Operating Systems 2020W Lecture 18
Video
The video for the lecture given on March 18, 2020 is now available.
Notes
Lecture 18
----------
Topics
* race condition deadlock in 3000pc-rendezvous.c
* hints for /dev/describe, Assignment 3 Q5
- how to allow writing
- how to store the pid
- how to get task info
* containers
* scheduling
Yes, Assignment 3 is due on March 25th, NOT March 20th!
(changed when the assignment was finalized)
Assigment 4 will be out by Friday, due last day of class
(you just have to submit multiple choice answers)
Will discuss final in a bit
So the bug in 3000pc-rendezvous.c is because communication isn't
reliable
- the consumer can send a wakeup message to the producer, and
the producer won't get it because it wasn't waiting for the message
(and vice versa)
- solution is to add a timeout so messages can be re-sent
- this is very real world
- will try to post a better solution soon! But use the posted version of
3000pc-rendezvous for your assignment
- in the meantime, your modified version should ALSO deadlock
- (notice the fifo version is much more reliable!)
- removing fprintf's in wait_for_consumer() and wait_for_producer() should
make 3000pc-rendezvous.c much more reliable (but perhaps not deadlock free)
- because the fprintf's cause system calls, which are a long enough
delay (and a context switch) to cause a delay in the wait,
so the wakeup message sent via the condition variable is lost
- in practice, never assume perfectly reliable communication
with concurrency, always plan for lost messages with timeouts
I should discuss deadlock in more detail in a later lecture!
- remind me!
Are timeouts the only way to deal with lost messages?
- basically, yes
- ok, you could just send multiple, redundant messages,
but that has its own problems
- this is how we do it normally, especially over networks
Hints for /dev/describe
- there is a routine for converting strings to integers, kstrtol(),
need this to get the provided string into a PID
- copy the read function to make a write function
- same function signature, just make the buf constant
- add write function to the device file ops struct
- make the device file writable (change 0444 to 0666)
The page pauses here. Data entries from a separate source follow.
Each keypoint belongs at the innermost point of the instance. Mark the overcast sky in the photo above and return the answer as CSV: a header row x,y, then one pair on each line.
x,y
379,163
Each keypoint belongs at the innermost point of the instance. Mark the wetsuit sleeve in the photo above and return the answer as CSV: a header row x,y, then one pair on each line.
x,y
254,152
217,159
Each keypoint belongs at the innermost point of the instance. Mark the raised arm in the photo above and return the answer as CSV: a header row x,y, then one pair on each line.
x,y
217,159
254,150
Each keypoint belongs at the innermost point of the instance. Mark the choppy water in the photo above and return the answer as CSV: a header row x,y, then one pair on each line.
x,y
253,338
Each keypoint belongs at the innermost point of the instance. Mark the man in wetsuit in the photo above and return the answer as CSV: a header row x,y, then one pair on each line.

- note the leading 0 in C means the value is octal, not decimal
- 0x in front means hexadecimal
- to get the uid, gid, look at how getuid, getgid work
- getuid, getgid look weird
- this is because they have been generalized to work with
namespaces that are used for containers
(e.g., containers each have their
own range of process IDs, uids, gids, etc)
- will explain containers in a bit
- use task_uid(), task_euid() macros to find out the uid, gid
associated with a task
- still have to "munge" (transform) as getuid does
- kernel maintains internal pid's that are different from userspace
ones, needed to support containers
- so before sending a pid to userspace, we have to transform it
- on VMs you probably don't need it since we aren't using
containers, so just try and see what works
- e.g., try "from_kuid_munged(current_user_ns(), task_uid(task))"
to get the uid
- to get a task from a PID, use pid_task(pid, PIDTYPE_TGID) <-- not quite
- will confirm after lecture
I don't expect you to understand everything with Q5
- I definitely don't!
But this gives you some experience in looking through the Linux
kernel source and trying to figure out how things work
- so many abstractions!
First, process groups, then containers
Process groups are based on a simple issue
- when a user logs out, what processes should be terminated?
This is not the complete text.